Constellation design theory has been studied extensively. However, analysis of longitude-dependent perturbation effects on inter-satellite distance drift has not received much attention. In addition to oblateness-related perturbations, sectoral and tesseral perturbations are non-negligible for low Earth orbits, due to their effect on inter-satellite distance evolution. This paper introduces the idea of reducing the tesseral/sectoral relative drift by including these perturbations in the short-periodic correction of the mean elements.
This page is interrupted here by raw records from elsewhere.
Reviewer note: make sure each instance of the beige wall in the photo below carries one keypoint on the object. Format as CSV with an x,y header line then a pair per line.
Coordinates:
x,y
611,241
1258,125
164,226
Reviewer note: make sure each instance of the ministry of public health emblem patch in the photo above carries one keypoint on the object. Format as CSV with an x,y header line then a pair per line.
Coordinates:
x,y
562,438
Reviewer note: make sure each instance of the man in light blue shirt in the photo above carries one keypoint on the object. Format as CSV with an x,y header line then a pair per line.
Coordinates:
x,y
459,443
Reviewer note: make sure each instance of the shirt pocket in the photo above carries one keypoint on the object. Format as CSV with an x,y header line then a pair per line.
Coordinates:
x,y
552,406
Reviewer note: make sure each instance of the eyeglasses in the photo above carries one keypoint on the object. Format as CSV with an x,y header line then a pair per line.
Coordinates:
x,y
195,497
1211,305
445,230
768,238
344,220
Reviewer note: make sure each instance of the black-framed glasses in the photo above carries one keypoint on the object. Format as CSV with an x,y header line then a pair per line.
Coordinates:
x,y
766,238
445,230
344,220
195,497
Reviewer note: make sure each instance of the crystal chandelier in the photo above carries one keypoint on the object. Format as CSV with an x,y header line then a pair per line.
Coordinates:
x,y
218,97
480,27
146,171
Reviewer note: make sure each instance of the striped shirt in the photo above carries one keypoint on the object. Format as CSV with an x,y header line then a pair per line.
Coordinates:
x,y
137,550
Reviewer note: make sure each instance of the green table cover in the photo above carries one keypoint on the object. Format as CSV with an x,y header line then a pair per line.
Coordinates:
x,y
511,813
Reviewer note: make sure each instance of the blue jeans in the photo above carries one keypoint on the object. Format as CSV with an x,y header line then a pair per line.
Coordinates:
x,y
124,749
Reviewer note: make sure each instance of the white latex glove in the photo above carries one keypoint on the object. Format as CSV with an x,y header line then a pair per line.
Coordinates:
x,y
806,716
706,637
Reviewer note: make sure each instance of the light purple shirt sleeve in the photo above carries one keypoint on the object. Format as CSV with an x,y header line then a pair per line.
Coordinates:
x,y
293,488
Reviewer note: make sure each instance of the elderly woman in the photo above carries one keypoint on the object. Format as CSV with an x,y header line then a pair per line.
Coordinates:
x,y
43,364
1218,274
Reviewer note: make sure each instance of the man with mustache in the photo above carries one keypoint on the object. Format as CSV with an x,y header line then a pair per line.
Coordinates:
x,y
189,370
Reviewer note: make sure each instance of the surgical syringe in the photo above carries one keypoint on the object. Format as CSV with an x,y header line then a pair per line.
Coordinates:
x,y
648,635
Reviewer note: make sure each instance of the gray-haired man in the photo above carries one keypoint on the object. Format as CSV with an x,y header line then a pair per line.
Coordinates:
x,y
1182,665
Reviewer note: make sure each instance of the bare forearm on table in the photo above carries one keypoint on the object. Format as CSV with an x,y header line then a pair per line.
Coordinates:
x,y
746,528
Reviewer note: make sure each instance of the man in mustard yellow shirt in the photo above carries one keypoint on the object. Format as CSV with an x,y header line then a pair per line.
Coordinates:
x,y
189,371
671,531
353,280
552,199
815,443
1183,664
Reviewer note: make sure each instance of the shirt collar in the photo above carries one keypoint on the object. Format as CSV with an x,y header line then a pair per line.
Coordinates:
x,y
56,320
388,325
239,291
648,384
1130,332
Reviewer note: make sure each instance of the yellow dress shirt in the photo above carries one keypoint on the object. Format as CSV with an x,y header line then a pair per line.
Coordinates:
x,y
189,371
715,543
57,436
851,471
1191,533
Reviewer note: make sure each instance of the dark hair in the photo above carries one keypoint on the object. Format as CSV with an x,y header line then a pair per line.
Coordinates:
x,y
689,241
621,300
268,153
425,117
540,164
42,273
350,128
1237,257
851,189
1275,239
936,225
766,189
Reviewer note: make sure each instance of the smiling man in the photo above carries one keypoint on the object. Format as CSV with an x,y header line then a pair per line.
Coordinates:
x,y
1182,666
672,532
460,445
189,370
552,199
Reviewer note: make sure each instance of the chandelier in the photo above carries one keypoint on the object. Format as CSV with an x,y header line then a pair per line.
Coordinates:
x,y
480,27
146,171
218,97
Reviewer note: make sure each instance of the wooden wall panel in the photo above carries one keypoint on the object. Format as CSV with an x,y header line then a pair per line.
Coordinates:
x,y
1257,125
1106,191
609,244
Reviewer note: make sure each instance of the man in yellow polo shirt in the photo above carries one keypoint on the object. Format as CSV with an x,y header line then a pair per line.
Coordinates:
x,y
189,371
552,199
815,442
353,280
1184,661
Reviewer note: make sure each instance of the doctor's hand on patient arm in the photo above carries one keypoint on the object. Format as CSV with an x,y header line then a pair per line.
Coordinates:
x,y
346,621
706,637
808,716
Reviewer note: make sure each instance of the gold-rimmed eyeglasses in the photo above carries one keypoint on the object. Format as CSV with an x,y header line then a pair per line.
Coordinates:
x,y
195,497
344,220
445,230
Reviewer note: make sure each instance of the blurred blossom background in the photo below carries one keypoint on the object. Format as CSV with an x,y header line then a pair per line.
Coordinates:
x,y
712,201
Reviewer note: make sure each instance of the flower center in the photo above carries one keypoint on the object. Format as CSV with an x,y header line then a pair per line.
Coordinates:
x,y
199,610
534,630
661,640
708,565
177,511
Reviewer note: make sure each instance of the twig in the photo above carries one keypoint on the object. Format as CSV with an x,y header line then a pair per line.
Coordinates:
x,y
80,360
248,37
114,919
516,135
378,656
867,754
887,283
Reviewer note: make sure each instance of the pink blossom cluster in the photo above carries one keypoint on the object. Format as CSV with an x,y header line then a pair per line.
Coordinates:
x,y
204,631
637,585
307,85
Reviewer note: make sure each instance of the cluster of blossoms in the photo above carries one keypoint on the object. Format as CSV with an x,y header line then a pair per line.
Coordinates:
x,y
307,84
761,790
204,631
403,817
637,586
An analytical expression of the correction is derived based on the Lie transform theory. Different from previous works, the ratio between the Earth rotation rate and the satellite’s mean motion is chosen as the small parameter in the Lie theory formulation. The independent variables of the generating-function-related partial differential equations can be reduced to a single variable when using this small parameter. Numerical simulations validate that the sectoral and tesseral effects on the inter-satellite distance drift in satellite constellations can be mitigated by using the proposed correction of the mean elements.

星座设计理论已被广泛研究。然而，经度相关摄动对卫星间距离漂移的影响的分析并未引起足够的重视。除了与扁率有关的扰动外，扇形和陆地扰动对于低地球轨道也是不可忽略的，因为它们对卫星间距离的演化有影响。本文介绍了通过将这些扰动包括在均值元素的短周期校正中来减少阶跃/部门相对漂移的想法。根据李变换理论得出校正的解析表达式。与以前的工作不同，在Lie理论公式中，将地球自转速度与卫星平均运动之比选作小参数。使用此小参数时，可以将与生成函数相关的偏微分方程的自变量简化为单个变量。数值模拟证实，通过使用所提出的均值校正，可以减轻对卫星星座中卫星间距离漂移的扇形和陆地影响。